In poche pagine l'autore descrive il suo risveglio dopo una sbronza colossale e, vomitando e barcollando, è costretto a dirigersi in aeroporto per prendere un volo verso una cittadina sperduta dove tenere una lezione in università. Atterrato e coccolato da una ottima ospitalità, tiene istintivamente una lezione sui temi di droghe, alcol e orge di fronte ad una platea accademica di vecchi proibizionisti. Bukowski osserva il suo pubblico che, senza un particolare motivo, fa finta di apprezzare comunque questi racconti come se provenissero da un mondo picaresco ed esotico, fin quando una ragazza gli chiede: "A... Noi... mmm... ci chiedevamo se... lei consiglierebbe la carriera di scrittore?". 

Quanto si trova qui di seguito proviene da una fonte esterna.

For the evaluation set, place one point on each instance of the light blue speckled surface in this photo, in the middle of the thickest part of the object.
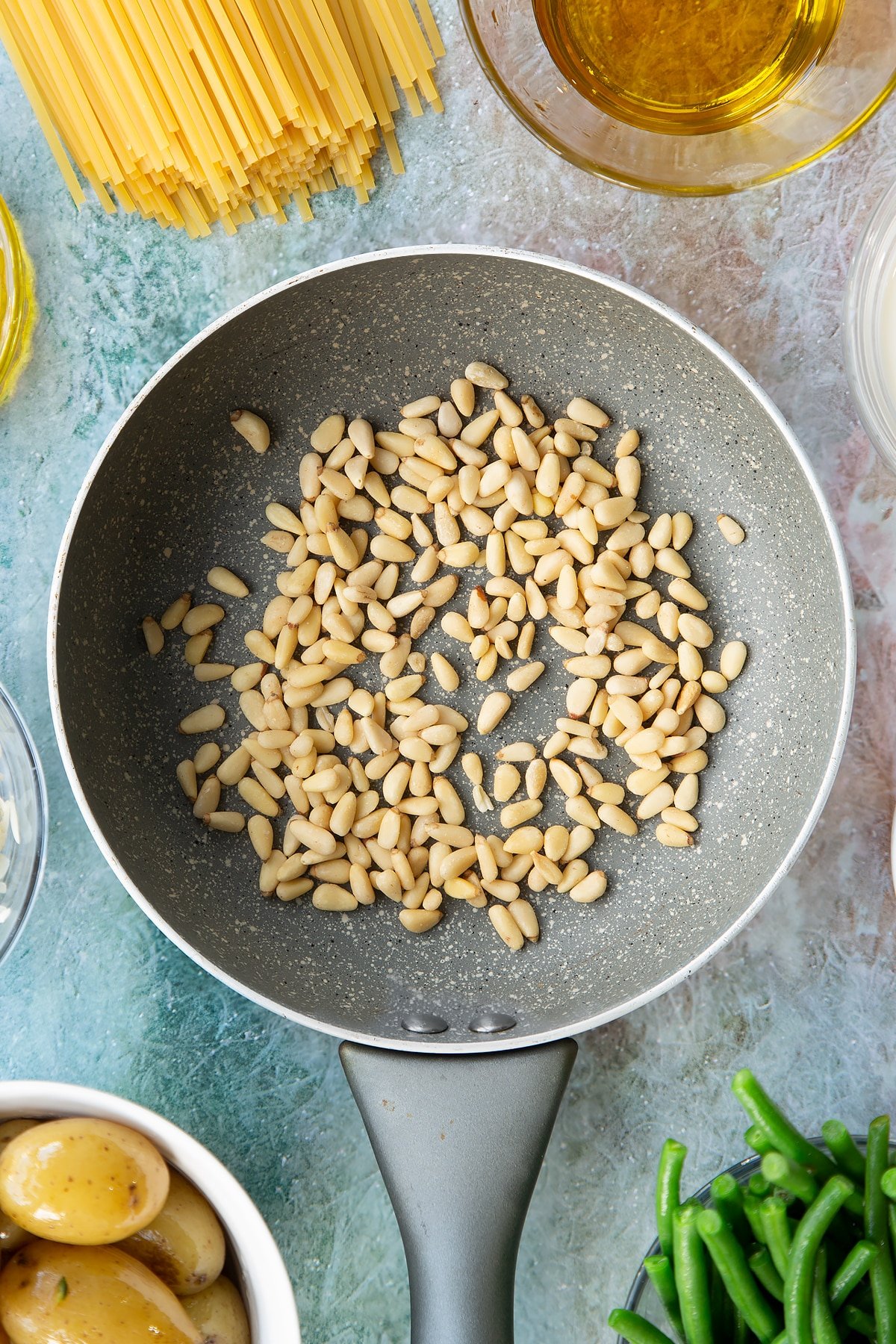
(94, 995)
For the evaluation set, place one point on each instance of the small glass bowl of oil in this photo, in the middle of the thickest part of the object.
(691, 97)
(18, 308)
(869, 327)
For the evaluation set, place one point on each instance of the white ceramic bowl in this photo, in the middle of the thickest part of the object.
(255, 1261)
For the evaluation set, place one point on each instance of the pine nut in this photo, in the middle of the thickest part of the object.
(524, 676)
(492, 710)
(507, 781)
(620, 820)
(206, 719)
(696, 631)
(731, 530)
(202, 617)
(536, 777)
(253, 429)
(655, 801)
(152, 635)
(507, 927)
(709, 714)
(526, 918)
(514, 813)
(186, 773)
(175, 613)
(682, 530)
(590, 889)
(516, 752)
(673, 836)
(685, 593)
(732, 660)
(482, 376)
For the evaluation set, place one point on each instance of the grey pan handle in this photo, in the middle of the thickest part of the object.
(460, 1142)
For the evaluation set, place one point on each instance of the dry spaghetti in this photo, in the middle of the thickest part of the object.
(195, 111)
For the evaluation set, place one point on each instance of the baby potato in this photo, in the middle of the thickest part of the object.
(220, 1313)
(11, 1236)
(84, 1182)
(87, 1295)
(184, 1245)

Non capite dove voglio andare a parare? Ve lo spiego subito: non esiste una fredda carriera di scrittore, come una vera e propria carriera da musicista, ma è opportuno parlare di un percorso di vita che si incrocia con il proprio talento. Bukowski, ovvero uno dei più grandi geni letterari contemporanei, ha lavorato per anni alle poste e in seguito ha iniziato a bere e buttar giù pagine su pagine, creando un percorso artistico che si è intersecato profondamente con la sua vita da alcolizzato. Un percorso che non si forma a tavolino, ma passo dopo passo, libro dopo libro, fallimento dopo fallimento, opera dopo opera, per questo tendo a diffidare di chi dice di comporre al momento separando il prodotto da se stesso e dal processo di creazione.

Mi direte che Bukowski però, anche nel racconto suddetto, improvvisa cioè si lascia andare con parole a caso durante la lezione. Concordo nella forma, ma non confondete il talento innato con l'improvvisazione e pensate se avessero posto la stessa domanda ad Ozzy: "Dottor Osbourne ci consiglierebbe la carriera da rock star?".
Cosa cazzo ne sa Ozzy di cosa significa essere se stesso?! È talento devastante che non pensa, ma esprime arte solo aprendo le braccia quando canta o digrignando i denti.

La musica che ha significato per me quindi, lo ripeto, è quella che ha un'anima e segue un artista lungo la sua vita intersecando per qualsiasi motivo le mie emozioni con il suo talento e diventa una cura per il mio cuore, un balsamo per i nervi a pezzi, un momento di primavera dentro lo stress della vita.
Quindi se quel disco che tenete tra le mani non è il freddo frutto di un mondo lontano, ma tocca le vostre anime per qualsiasi motivo, compratelo senza leggere nessuna recensione, se non questa ovviamente!